そんなメキシコのプロレス「ルチャ・リブレ(Lucha Libre)」は、なぜ、ここまで熱狂的にメキシコの庶民に愛されているのでしょうか?
もくじ
メキシコの「ルチャ・リブレ」の歴史
メキシコのルチャ・リブレの歴史を振り返ってみると、
「なぜメキシコ人が、こんなにもルチャ・リブレを愛するのか?」
という疑問が紐解けてきます。
1. ルチャ・リブレの始まりは150年前
メキシコのプロレスの歴史は、今から150年ほど昔の1863年に始まったと言われています。
ルチャ・リブレの最初のレスラーは、ベラクルス州生まれのエンリケ・ウガルテチェア(Enrique Ugartechea)氏。
彼こそが、ルチャ・リブレの創始者。
彼は、一般的なフレンチ・レスリングをアレンジして、メキシコ流のルチャ・リブレを生み出しました。
ルチャ・リブレが誕生してからは、庶民の間でひっそりと楽しまれていました。
2. ルチャ・リブレは、庶民の娯楽として定着!
ルチャ・リブレが始まってから60年後。
一気に都市化が進む1920年代、ルチャ・リブレはメキシコシティに暮らしていたチランゴ(庶民)たちの、娯楽として細々と楽しまれていました。
そんな中、ヨーロッパから興行にきていたレスラーの影響で、メキシコでもプロレスが大流行!!
細々と続けられていたルチャ・リブレも日の目を見るようになり、1933年には、初のルチャ・リブレ団体「CMLL」も設立され、よりたくさんの人がレスラーとして活躍するようになったのです。(CMLLは現在も最大手の団体!)
「正義=庶民(先住民)」 vs 「悪=特権階級やグリンゴ(白人の蔑称)(入植者たち)」
というわかりやすい構図で、「正義=庶民が必ず勝つ」ルチャ・リブレは、根強い階級社会のメキシコで「弱い立場」として辛い思いをしていたチランゴにとって「現実逃避的な憂さ晴らし」の場でした。
なので当時、中流階級や特権階級のメキシコ人は「あれは下品なショーで、野蛮で教養のないの庶民の観るもの。
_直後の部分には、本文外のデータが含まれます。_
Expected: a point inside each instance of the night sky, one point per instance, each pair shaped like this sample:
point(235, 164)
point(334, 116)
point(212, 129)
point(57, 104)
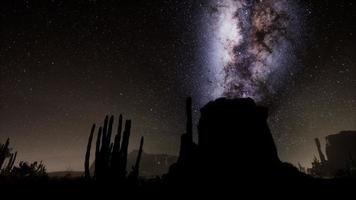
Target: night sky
point(66, 64)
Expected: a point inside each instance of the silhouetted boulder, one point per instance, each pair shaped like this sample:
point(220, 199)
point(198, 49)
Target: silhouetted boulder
point(234, 144)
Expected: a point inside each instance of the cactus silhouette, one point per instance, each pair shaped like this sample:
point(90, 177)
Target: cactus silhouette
point(87, 155)
point(111, 157)
point(135, 169)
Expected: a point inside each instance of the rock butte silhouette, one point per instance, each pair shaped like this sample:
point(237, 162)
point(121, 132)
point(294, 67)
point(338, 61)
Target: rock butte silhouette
point(234, 143)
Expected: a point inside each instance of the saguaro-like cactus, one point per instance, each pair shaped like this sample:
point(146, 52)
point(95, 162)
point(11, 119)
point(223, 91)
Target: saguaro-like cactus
point(5, 153)
point(110, 158)
point(135, 169)
point(87, 154)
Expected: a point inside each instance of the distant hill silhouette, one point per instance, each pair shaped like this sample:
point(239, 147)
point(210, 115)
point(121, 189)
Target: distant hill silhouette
point(151, 165)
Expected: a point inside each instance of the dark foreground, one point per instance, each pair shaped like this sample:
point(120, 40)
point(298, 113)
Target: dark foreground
point(235, 155)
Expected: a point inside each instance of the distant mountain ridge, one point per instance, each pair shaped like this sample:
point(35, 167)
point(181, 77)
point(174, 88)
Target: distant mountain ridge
point(151, 165)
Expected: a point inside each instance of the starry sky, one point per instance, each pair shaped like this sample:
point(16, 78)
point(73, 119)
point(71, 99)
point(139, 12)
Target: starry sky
point(66, 64)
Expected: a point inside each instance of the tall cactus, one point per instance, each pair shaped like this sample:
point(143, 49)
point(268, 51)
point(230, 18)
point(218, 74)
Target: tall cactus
point(87, 154)
point(124, 148)
point(115, 157)
point(5, 153)
point(97, 154)
point(135, 169)
point(111, 157)
point(4, 150)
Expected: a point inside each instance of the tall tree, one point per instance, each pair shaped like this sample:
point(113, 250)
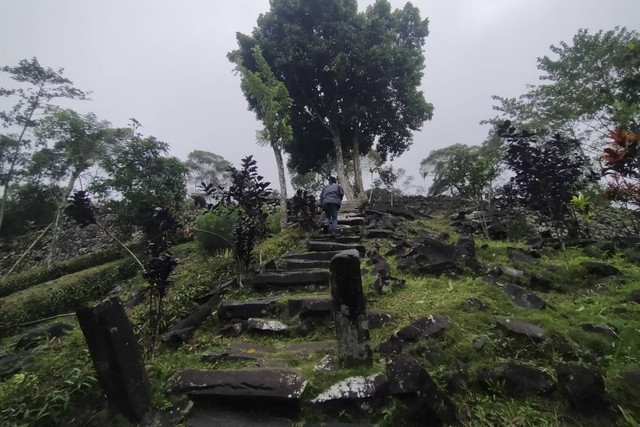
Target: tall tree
point(587, 88)
point(269, 99)
point(204, 166)
point(79, 142)
point(353, 77)
point(43, 85)
point(140, 177)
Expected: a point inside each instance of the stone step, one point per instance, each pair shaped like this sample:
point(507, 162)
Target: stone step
point(338, 239)
point(354, 221)
point(324, 246)
point(302, 264)
point(319, 255)
point(288, 279)
point(242, 387)
point(233, 310)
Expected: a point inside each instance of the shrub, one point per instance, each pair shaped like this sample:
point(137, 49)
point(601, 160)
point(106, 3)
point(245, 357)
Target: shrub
point(67, 295)
point(34, 276)
point(221, 222)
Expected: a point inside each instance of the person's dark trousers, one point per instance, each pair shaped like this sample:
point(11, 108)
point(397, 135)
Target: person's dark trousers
point(331, 216)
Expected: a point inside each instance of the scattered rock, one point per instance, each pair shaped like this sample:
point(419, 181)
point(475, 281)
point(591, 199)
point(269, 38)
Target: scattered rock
point(349, 311)
point(521, 329)
point(600, 269)
point(518, 255)
point(266, 325)
point(327, 364)
point(287, 279)
point(378, 319)
point(406, 376)
point(215, 417)
point(605, 330)
point(584, 387)
point(170, 417)
point(233, 310)
point(420, 329)
point(477, 304)
point(354, 388)
point(539, 281)
point(479, 342)
point(278, 385)
point(33, 337)
point(519, 380)
point(521, 297)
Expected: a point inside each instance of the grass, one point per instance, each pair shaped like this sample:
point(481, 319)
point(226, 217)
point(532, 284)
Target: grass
point(574, 299)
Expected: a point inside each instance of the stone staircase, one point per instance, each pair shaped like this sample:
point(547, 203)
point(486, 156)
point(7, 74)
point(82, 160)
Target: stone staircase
point(296, 301)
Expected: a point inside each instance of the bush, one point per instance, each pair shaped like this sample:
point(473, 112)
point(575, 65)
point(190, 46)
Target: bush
point(34, 276)
point(221, 222)
point(273, 222)
point(67, 295)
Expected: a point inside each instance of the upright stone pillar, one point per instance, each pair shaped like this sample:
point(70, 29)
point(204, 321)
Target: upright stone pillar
point(116, 357)
point(349, 311)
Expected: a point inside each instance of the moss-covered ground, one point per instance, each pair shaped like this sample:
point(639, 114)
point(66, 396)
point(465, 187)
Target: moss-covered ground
point(58, 387)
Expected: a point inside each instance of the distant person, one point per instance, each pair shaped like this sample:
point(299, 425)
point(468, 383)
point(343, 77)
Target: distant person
point(330, 200)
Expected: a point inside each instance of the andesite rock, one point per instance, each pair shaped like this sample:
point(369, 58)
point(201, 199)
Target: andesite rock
point(354, 388)
point(584, 387)
point(600, 269)
point(519, 380)
point(423, 328)
point(31, 338)
point(407, 377)
point(243, 310)
point(521, 329)
point(521, 297)
point(117, 357)
point(278, 385)
point(605, 330)
point(349, 311)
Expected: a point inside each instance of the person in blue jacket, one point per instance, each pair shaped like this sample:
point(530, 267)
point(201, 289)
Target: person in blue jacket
point(330, 200)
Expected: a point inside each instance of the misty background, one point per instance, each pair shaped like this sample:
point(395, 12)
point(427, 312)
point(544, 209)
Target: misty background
point(164, 63)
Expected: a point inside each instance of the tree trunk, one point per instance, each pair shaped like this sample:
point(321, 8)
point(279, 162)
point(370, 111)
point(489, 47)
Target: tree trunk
point(342, 176)
point(357, 170)
point(5, 193)
point(56, 222)
point(3, 204)
point(283, 185)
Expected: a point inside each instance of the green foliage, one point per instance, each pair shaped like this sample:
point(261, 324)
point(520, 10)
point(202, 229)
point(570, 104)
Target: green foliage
point(61, 382)
point(30, 204)
point(43, 85)
point(247, 195)
point(203, 166)
point(587, 87)
point(361, 87)
point(546, 174)
point(65, 294)
point(143, 178)
point(35, 276)
point(466, 171)
point(221, 222)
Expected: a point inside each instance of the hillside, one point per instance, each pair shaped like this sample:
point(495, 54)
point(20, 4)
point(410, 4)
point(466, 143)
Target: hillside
point(463, 330)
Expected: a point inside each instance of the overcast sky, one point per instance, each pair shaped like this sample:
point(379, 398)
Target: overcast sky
point(164, 62)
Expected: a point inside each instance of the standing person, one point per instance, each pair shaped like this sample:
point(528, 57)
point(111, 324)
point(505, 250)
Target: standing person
point(330, 200)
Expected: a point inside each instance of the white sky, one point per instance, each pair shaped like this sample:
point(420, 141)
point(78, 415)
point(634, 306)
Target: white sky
point(164, 62)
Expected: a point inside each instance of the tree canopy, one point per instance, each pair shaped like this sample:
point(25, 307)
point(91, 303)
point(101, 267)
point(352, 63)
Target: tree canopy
point(589, 87)
point(353, 77)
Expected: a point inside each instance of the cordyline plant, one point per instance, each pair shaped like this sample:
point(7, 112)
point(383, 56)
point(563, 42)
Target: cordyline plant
point(249, 196)
point(622, 167)
point(160, 263)
point(546, 174)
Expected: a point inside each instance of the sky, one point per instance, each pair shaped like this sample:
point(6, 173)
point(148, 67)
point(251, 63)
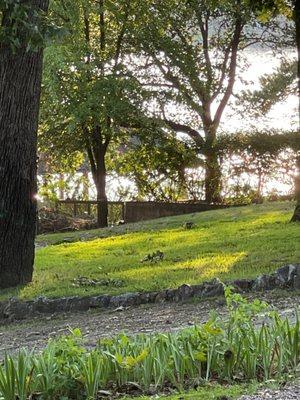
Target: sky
point(283, 115)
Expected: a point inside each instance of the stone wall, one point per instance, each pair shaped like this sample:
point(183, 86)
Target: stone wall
point(286, 277)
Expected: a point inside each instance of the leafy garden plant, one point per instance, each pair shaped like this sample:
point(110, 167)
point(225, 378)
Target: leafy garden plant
point(242, 348)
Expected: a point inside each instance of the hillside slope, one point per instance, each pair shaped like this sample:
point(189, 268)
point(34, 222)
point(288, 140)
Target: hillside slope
point(233, 243)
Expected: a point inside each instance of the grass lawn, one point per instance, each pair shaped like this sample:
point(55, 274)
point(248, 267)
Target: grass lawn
point(233, 243)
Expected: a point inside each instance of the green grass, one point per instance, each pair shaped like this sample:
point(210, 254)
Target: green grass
point(234, 243)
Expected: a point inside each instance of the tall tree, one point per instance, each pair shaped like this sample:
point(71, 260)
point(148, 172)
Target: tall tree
point(20, 83)
point(87, 86)
point(196, 48)
point(296, 216)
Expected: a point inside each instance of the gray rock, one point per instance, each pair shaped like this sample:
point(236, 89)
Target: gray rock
point(213, 288)
point(184, 292)
point(244, 285)
point(285, 274)
point(160, 297)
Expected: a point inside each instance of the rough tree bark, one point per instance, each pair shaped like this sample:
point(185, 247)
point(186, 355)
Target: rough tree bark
point(102, 209)
point(20, 84)
point(296, 215)
point(96, 147)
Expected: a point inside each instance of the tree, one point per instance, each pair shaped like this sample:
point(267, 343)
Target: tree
point(196, 49)
point(291, 9)
point(89, 95)
point(20, 77)
point(296, 215)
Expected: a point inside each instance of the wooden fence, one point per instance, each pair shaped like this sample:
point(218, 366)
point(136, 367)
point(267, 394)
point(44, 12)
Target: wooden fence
point(133, 211)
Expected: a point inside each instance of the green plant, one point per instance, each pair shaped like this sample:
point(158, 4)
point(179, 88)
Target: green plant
point(252, 344)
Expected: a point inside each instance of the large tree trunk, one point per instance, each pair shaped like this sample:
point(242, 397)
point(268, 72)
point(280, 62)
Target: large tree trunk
point(212, 179)
point(20, 84)
point(296, 216)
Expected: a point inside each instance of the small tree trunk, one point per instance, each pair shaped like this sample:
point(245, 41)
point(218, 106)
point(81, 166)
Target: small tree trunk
point(296, 215)
point(102, 208)
point(20, 85)
point(212, 179)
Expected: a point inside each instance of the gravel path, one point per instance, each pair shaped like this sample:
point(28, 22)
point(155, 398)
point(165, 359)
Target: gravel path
point(94, 324)
point(291, 392)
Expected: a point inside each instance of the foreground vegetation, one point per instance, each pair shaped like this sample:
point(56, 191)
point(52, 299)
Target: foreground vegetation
point(228, 352)
point(233, 243)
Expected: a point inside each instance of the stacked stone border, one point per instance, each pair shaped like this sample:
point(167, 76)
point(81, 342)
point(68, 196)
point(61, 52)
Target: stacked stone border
point(286, 277)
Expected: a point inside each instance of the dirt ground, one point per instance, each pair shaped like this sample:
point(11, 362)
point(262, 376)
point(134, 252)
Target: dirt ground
point(35, 333)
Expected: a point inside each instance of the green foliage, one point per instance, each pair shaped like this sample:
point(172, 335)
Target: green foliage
point(274, 88)
point(23, 24)
point(236, 243)
point(231, 350)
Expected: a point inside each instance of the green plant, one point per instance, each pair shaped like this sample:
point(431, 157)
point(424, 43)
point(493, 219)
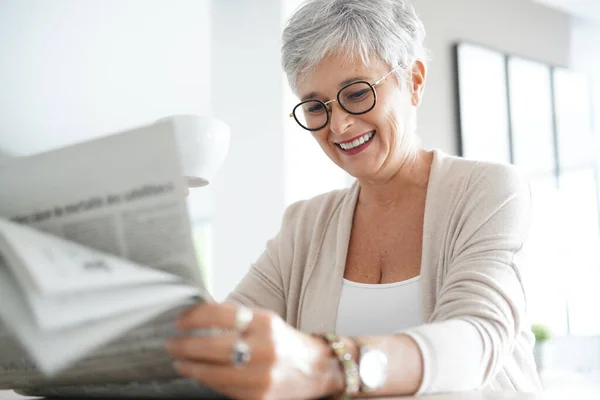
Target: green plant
point(541, 332)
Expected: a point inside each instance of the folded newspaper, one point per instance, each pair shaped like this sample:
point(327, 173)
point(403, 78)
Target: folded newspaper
point(96, 263)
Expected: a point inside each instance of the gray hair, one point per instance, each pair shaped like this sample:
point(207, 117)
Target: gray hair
point(388, 30)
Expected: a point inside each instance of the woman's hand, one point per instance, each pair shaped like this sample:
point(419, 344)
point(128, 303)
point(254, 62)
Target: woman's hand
point(283, 362)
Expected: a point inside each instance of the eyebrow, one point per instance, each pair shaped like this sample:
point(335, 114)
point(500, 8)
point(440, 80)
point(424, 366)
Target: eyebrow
point(343, 83)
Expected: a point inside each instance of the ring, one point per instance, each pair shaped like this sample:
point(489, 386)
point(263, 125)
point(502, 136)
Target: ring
point(243, 318)
point(240, 354)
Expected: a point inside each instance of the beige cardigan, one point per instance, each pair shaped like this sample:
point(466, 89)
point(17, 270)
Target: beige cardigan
point(477, 218)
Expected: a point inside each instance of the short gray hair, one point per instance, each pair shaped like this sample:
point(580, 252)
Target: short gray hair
point(388, 30)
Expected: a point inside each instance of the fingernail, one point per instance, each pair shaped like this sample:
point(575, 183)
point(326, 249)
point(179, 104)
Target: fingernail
point(178, 365)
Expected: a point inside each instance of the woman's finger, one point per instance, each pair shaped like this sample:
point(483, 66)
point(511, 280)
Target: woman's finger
point(218, 349)
point(208, 315)
point(222, 376)
point(209, 349)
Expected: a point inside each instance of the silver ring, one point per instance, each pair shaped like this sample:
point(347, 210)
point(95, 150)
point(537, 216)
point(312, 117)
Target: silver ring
point(243, 318)
point(240, 354)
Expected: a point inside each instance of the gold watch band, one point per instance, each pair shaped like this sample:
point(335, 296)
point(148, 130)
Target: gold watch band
point(347, 363)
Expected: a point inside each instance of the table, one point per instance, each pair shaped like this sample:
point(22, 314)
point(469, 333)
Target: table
point(558, 395)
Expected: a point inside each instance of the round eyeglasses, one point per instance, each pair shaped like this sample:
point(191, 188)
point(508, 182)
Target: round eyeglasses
point(355, 98)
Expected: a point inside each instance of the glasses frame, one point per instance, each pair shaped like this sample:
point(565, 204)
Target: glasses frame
point(327, 104)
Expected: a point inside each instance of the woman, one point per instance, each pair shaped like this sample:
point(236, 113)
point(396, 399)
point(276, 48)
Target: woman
point(416, 266)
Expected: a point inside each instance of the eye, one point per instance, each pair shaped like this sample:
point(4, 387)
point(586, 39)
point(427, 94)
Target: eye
point(357, 95)
point(314, 108)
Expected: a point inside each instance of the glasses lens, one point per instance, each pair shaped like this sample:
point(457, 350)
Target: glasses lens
point(311, 114)
point(357, 98)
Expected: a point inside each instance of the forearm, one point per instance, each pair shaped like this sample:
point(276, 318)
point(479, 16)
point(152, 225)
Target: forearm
point(405, 365)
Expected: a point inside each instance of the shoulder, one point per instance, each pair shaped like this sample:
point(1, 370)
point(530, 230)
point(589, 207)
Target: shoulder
point(479, 180)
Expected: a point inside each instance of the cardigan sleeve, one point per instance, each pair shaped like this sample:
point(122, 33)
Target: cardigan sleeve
point(480, 302)
point(264, 285)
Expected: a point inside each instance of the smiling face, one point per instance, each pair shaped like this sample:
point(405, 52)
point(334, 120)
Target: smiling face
point(374, 145)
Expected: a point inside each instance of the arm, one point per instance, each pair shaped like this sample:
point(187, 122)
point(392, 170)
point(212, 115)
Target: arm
point(477, 316)
point(480, 307)
point(262, 286)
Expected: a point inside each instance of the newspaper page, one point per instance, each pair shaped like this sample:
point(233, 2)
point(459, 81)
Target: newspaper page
point(124, 195)
point(136, 365)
」と敬遠していました。
3. 当時のメキシコには、「ヒーロー」が必要だった
当時の伝説的なルチャドール(レスラー)といえば、現在もメキシコの国民的な英雄としてしられるエル・サント(El Santo=“聖人”)でした。
彼はレスラーとしてだけでなく「俳優」としても活躍し、50本以上の映画に出演!「力のある者に屈しず、メキシコの庶民や弱いものの絶対的な味方」という役割で大人気になりました。
メキシコで苦しい暮らしをしている庶民にとっては、彼のような存在こそが本当に必要な存在、「ヒーロー」だったのでしょう。
4. みんな、「メキシコ人=ヒーロー」を応援する!
時を経て、ナショナリズムの流れの中で、国民が「大衆的なもの、ハイブリッドな存在こそが、我らメキシコの象徴するものだ」という意識を共有するようになると、ルチャ・リブレは幅広い層から人気を集めるようになりました。
最近は、「人々のアイデンティティー」も大きく変化しています。自分たちは、「先住民」でも「ヨーロッパ人」でもなく「メキシコ人」というアイデンティティーを持つ者。
メキシコ人たちは、「正義の善玉レスラー」に自分たち自身を投影しながら、熱心な声援を送っているのかもしれません。
そう考えると、ルチャ・リブレは「ただのスポーツ」ではなく、彼らの歴史やアイデンティティーにも繋がるものなのかもしれませんね!